Tocca al Perugia e ad Angelo Di Livio inaugurare una nuova rubrica. Che porta dritti verso i grandi campioni che hanno calcato i campi di quella che una volta era chiamata Serie C, oggi diventata Lega Pro.

Il sette sulle spalle, fedele come lo è stata per anni la fascia di competenza. Angelo Di Livio ha segnato la storia del calcio italiano con il pragmatismo e la tenacia di chi fronteggia, attraverso proverbiale grinta e generosità fuori dal comune, i piedi buoni destinati dalla sorte a talaltri.

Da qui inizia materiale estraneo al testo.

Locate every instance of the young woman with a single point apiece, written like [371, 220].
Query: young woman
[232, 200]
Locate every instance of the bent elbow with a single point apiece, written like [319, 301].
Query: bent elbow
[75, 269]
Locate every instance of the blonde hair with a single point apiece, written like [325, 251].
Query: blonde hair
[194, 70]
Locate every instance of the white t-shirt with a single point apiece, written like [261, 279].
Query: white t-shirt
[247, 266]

Tra i grandi giocatori del calcio italiano passati per Perugia c’è anche il mitico soldatino che, alla fine degli anni Ottanta, indossò la casacca umbra scorrazzando sulla corsia laterale destra per garantire traversoni al bacio per le teste di Ferri e Ravanelli.

Di Livio è ricordato per le gesta inanellate successivamente con le maglie di Fiorentina e Juventus (militò in bianconero tra il ’93 ed il ’99 vincendo anche una Coppa Campioni: 1996, Olimpico di Roma contro l’Ajax). Di Livio vanta nel palmares di una carriera importante anche un’esperienza a Perugia negli anni compresi tra il 1987 e il 1989 tra C2 e C1, in cui totalizzò complessivamente 72 presenze realizzando 4 gol.

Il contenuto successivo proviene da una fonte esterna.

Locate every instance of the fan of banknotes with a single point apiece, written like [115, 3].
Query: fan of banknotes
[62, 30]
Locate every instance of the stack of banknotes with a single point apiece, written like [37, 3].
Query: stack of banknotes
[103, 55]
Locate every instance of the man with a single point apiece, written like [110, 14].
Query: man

Fu protagonista, insieme ai compagni della stagione 1987-1988 della promozione dalla ex serie C2 alla C1. Gli umbri, in quell’annata, finirono al primo posto del girone C a pari punti con il Casarano e salirono di categoria dopo una stagione in cui inanellarono 20 vittorie, 11 pareggi e 3 sconfitte.

Miglior attacco, quel Perugia, con 52 reti fatte e miglior difesa con 16 gol subiti. Nella circostanza, il Perugia, che ne deteneva il cartellino in prestito, decise di riscattarlo dalla Roma.

Il quasi 46enne ex esterno offensivo, attualmente impegnato con la Nazionale Italiana in veste di preparatore ed osservatore delle giovanili, giunse in Umbria dopo aver militato nella Reggiana ( C1 ’85-’86 con 13 presenze) e nella Nocerina (C1, ’86-’87 31 presenze ed un goal).

Nell’ottobre del 1989 passò poi al Padova in B, dove rimase fino al ’93.